Spain’s mainstream movies bring new issues to the table.
“Facing off with other leisure options and Hollywood fare for mass youth auds, pics’ prints and advertising — how much? who pays?, what splits? — and adequate TV campaigns become crucial,” says Ikiru’s Edmon Roch.
Spain’s mainstream makeover isn’t its only production trend.
Its film industry faces multiple uncertainties, says Mod’s Simon de Santiago, as there is fear that broadcasters’ investment quotas will be reduced still more, while the biz waits on assessing the impact of public funding cuts of Spain’s Film Institute’s subsidy fund.
“The international market hasn’t recovered from its 2008 collapse, and Spain suffers colossal piracy,” Barrois says. “Smart producers are considering smaller projects. It’s extremely difficult and risky to finance films above $6.5 million-$8.5 million.”
For De Santiago, “You have to be very clear about what reduced financing sources will still finance or the market absorb, or go to the international market to finance.”
Some business models look set to survive.
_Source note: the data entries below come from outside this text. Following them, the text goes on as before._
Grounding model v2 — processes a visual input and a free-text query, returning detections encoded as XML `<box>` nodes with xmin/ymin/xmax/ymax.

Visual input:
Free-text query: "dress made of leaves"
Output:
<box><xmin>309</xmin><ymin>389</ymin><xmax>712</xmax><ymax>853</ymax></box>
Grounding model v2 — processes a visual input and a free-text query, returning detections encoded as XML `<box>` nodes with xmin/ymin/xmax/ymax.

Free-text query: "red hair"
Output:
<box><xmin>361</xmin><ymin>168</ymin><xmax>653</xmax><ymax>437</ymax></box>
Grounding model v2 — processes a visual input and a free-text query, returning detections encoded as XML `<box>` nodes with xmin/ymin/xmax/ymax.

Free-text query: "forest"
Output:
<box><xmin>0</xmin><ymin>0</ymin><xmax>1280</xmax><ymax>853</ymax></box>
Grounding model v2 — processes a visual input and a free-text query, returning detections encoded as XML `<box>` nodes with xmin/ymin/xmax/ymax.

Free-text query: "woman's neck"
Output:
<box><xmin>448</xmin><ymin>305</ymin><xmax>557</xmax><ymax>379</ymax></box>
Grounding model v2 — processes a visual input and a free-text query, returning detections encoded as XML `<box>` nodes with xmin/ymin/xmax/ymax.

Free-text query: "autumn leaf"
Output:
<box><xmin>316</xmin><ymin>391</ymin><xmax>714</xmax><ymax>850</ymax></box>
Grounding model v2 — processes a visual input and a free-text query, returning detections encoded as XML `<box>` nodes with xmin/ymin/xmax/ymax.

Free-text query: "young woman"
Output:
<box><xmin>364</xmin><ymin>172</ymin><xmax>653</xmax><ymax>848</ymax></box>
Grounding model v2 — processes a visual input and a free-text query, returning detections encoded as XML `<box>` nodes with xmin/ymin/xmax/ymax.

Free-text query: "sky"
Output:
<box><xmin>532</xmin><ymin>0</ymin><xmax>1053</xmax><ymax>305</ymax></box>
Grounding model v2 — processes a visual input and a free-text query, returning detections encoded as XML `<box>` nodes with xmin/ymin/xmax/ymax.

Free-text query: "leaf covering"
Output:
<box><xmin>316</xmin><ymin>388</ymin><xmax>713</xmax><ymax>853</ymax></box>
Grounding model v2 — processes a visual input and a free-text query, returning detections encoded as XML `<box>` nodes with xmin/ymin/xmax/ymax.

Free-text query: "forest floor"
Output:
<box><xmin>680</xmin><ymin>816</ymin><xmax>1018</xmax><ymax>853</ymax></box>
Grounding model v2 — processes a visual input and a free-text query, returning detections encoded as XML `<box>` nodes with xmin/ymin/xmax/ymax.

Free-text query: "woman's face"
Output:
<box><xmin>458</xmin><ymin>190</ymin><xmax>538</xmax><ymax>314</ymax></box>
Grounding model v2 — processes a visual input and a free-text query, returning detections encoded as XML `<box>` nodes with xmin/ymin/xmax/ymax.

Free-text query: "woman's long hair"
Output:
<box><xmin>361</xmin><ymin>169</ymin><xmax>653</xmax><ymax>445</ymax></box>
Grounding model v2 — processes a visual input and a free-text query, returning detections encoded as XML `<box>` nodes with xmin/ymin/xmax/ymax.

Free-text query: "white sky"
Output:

One is smart genre: Some of Spain’s hottest Cannes sales tickets — “The Path,” co-written by Juan Carlos Fresnadillo, Gonzalo Lopez Gallego’s “Inertia,” Nacho Vigalondo’s “Extraterrestrial” — graft auteur sensibility and character sense onto horror or sci-fi tropes.
A handful of producers — Versus, Mod, Apaches, Roxbury, Rodar, Ikiru/El Toro — are packaging more ambitious English-language projects with studios or U.S. or Euro mini-majors.
In budgets, stars, pre-sales and financiers, the productions — Fresnadillo’s UPI-backed “Intruders,” with Clive Owen; Rodrigo Cortes’ Parlay Films-repped “Red Lights,” toplining Robert De Niro and Sigourney Weaver; Juan Antonio Bayona’s Ewan McGregor/Naomi Watts starrer, “The Impossible,” sold by Summit — clearly escape Spanish parameters.
High-profile auteurs — think Pedro Almodovar, Juan Jose Campanella — still sell out worldwide but smaller straight-arrow art pic dramas “can now only be made with public subsidies and on low budgets,” Matamoros says.
That presents Spanish cinema with a formidable challenge. Since the ’60s, its upscale cinema formed part of a national debate on freedom, justice, corruption, and modernity. Films still tackle such themes but now often boast stars, action-thriller formats, an international canvas and high production values.
Some — “Cell 211” ($18.9 million B.O. in Spain), “Even the Rain” ($5.5 million) — have proved successful.
How the Spanish cinema squares its historical and industrial ambitions will in part decide its future.